Rust lets us collapse these layers. We don't need a caching service when the language is fast enough. We don't need an external queue when Tokio channels are zero-copy. We don't need an ORM when SQL is explicit and type-checked.
AI-assisted development accelerates this. Rewriting a Python service in Rust used to be a months-long project. Now it's a directed conversation. The economics of "just use the existing service" no longer hold when replacement is cheap and the result is faster, safer, and simpler.
Rust's guarantees align perfectly with our values:
Correctness over convenience — The borrow checker is inconvenient. It's also correct. We'll take the friction.
Explicit over implicit — Rust forces you to handle errors, think about lifetimes, consider ownership. Nothing is hidden.
Deterministic over probabilistic — No garbage collector means no GC pauses. Latency is predictable.
The Rust ecosystem now includes everything we need:
- Axum for HTTP APIs
- Tonic for gRPC
- Burn for ML inference
- Polars for data processing
- Tokio for async runtime
We're not compromising on ecosystem to get safety. We're getting both.
Recommendation
For new business-sensitive systems: Use Rust. The learning curve objection is obsolete in the AI-assisted era. Direct Claude to write Rust; review for correctness.
For ML/AI systems: The Rust ML ecosystem is ready. Burn and Polars are production-grade. Stop reaching for Python by default.
For teams: The skill is no longer "can write Rust from scratch." It's "can review Rust, understand ownership, reason about lifetimes." This is learnable in weeks, not years.
For existing Python/Node services: Evaluate rewrite cost with AI assistance. A service that took 6 months to build might take 2 weeks to rewrite in Rust with AI help—and the result will be faster, safer, and require no runtime.
For middle layers: Question every external service. Do you need Redis, or is your language just slow? Do you need Kafka, or can Tokio channels suffice? Rust lets you collapse architecture.

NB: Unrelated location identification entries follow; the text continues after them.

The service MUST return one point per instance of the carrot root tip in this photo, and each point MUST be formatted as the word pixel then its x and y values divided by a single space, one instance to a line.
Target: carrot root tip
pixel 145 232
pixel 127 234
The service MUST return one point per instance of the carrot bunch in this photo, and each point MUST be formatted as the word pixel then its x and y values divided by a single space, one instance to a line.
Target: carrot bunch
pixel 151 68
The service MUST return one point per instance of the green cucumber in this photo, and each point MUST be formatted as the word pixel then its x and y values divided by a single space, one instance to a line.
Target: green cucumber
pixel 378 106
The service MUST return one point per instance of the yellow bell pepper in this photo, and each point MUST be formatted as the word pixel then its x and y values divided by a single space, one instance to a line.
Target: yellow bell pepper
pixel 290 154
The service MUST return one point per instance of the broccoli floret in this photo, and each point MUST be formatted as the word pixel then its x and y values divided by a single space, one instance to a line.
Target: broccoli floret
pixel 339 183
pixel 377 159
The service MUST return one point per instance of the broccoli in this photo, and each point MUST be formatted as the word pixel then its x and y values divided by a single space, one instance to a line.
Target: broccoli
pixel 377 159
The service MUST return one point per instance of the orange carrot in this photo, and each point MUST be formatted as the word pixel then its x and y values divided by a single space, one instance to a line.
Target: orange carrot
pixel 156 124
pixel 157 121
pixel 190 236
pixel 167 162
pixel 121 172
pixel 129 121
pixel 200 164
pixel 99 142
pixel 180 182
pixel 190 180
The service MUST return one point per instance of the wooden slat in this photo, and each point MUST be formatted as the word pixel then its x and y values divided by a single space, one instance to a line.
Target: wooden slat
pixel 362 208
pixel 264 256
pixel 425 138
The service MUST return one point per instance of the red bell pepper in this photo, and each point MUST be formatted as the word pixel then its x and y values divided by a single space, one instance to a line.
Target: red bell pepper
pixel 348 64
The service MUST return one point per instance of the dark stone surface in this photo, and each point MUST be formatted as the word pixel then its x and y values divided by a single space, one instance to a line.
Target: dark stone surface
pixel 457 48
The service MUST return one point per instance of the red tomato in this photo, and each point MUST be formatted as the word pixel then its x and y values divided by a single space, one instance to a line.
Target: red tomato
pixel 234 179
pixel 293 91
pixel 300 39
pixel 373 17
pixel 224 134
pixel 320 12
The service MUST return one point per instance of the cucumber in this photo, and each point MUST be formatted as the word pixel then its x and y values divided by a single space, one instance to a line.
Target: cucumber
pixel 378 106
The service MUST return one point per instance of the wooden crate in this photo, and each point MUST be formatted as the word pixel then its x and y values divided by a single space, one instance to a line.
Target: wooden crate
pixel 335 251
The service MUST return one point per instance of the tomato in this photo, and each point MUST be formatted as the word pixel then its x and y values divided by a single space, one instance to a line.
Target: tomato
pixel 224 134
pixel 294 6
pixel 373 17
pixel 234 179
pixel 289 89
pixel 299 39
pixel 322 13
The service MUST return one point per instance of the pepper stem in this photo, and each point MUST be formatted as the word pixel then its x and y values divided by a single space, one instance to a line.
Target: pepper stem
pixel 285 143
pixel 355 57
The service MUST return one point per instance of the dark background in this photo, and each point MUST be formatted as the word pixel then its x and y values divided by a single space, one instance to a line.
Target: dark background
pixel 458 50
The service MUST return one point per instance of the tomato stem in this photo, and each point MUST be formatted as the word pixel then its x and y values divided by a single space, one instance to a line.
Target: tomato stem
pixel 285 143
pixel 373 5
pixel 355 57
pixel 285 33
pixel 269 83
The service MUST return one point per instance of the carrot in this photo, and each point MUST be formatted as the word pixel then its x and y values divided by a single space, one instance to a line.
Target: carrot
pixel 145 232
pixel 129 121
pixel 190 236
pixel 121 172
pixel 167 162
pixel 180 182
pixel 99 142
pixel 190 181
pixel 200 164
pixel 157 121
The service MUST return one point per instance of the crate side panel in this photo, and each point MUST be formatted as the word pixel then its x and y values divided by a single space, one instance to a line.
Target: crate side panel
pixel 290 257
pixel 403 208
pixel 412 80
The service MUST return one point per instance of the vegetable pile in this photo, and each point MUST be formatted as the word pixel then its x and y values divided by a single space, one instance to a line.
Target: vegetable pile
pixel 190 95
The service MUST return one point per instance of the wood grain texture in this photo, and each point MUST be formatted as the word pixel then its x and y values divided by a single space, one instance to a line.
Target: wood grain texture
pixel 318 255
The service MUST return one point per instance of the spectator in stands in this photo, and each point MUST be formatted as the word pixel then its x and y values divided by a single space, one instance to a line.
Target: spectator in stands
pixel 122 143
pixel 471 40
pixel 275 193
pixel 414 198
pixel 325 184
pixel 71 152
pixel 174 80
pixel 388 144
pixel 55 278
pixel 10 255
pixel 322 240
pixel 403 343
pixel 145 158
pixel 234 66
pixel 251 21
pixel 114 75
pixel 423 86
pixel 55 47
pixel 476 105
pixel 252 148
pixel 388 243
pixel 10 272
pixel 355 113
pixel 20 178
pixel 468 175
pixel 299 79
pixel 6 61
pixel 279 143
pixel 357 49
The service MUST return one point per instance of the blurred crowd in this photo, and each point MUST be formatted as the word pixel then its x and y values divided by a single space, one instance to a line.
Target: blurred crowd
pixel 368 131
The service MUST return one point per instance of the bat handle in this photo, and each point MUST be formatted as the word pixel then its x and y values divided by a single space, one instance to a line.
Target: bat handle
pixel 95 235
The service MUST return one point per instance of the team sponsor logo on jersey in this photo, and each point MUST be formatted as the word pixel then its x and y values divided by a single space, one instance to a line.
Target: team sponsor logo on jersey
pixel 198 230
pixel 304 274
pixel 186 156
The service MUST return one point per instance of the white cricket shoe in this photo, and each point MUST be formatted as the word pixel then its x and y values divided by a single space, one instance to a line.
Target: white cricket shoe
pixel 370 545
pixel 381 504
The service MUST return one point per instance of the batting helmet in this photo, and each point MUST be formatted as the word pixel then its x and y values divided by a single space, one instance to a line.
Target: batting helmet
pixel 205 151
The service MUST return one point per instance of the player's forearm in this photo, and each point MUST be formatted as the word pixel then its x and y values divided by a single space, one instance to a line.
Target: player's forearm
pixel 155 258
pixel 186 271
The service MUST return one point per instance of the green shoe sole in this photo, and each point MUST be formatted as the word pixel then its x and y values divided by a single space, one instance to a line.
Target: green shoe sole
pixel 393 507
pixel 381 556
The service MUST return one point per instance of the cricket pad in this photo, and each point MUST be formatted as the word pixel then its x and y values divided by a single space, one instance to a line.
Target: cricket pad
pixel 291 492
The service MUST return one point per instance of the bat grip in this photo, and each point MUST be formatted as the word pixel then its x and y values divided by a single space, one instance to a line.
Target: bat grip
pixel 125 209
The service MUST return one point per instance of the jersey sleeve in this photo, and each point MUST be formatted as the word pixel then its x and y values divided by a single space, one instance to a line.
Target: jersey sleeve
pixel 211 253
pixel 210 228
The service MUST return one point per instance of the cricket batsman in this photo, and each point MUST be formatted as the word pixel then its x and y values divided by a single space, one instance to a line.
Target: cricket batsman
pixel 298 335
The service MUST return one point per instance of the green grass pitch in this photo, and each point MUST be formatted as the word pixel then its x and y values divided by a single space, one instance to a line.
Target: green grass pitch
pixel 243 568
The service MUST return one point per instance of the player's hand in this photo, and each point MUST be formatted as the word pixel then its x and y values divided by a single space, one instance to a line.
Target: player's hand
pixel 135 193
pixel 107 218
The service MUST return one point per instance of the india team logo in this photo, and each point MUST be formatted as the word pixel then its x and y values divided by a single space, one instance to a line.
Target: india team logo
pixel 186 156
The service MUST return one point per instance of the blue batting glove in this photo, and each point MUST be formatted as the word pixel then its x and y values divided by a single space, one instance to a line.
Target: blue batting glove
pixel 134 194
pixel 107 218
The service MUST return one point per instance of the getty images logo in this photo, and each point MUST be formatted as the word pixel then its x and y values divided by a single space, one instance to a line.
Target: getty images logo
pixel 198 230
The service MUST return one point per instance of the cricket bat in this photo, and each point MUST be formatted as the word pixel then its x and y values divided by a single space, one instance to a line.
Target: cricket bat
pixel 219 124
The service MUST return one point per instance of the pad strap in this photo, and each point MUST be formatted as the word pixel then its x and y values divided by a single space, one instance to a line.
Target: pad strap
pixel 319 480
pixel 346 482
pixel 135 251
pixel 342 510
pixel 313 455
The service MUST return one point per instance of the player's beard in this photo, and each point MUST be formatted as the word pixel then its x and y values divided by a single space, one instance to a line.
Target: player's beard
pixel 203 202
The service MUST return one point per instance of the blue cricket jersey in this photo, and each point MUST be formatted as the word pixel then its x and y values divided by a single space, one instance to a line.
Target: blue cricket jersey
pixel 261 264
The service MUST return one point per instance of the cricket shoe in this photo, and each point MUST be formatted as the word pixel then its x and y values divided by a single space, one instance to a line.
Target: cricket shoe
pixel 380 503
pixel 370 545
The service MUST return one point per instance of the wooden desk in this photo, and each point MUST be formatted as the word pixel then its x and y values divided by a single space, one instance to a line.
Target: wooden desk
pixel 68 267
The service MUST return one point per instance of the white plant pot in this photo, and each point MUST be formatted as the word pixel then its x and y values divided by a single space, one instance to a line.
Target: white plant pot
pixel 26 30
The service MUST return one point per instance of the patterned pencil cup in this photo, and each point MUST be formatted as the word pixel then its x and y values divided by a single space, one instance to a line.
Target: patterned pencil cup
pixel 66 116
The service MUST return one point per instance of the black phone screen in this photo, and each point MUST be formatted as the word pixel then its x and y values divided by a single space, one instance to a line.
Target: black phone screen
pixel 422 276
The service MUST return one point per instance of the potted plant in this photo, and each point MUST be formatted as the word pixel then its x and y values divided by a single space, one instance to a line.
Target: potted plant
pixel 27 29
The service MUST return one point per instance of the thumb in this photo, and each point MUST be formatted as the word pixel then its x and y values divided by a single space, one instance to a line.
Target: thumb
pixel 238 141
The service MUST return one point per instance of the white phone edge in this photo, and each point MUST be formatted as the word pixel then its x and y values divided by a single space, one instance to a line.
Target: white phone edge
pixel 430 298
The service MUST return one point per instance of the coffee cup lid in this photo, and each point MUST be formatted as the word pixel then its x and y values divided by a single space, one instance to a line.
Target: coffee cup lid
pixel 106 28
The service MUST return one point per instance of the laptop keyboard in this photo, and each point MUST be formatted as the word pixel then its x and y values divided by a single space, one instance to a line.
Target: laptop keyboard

At Converge, Rust is our core language. converge-core, converge-runtime, converge-analytics, converge-llm—all Rust. We haven't regretted it once.
Examples
use chrono::{DateTime, Utc};
use rust_decimal::Decimal;
/// An obligation that cannot be constructed in an invalid state
pub struct Obligation {
id: ObligationId,
amount: Decimal,
currency: Currency,
due_date: DateTime<Utc>,
status: ObligationStatus,
}
impl Obligation {
/// The only way to create an Obligation - validates all invariants
pub fn new(
amount: Decimal,
currency: Currency,
due_date: DateTime<Utc>,
) -> Result<Self, ObligationError> {
if amount <= Decimal::ZERO {
return Err(ObligationError::InvalidAmount);
}
if due_date <= Utc::now() {
return Err(ObligationError::PastDueDate);
}
Ok(Self {
id: ObligationId::generate(),
amount,
currency,
due_date,
status: ObligationStatus::Pending,
})
}
// No setters - state changes go through explicit methods
pub fn fulfill(&mut self) -> Result<(), ObligationError> {
match self.status {
ObligationStatus::Pending => {
self.status = ObligationStatus::Fulfilled;
Ok(())
}
_ => Err(ObligationError::InvalidStateTransition),
}
}
}Rust's type system enforces business rules at compile time. An Obligation cannot exist with invalid data, and state transitions are explicit. This isn't defensive programming—it's the only way the code can work.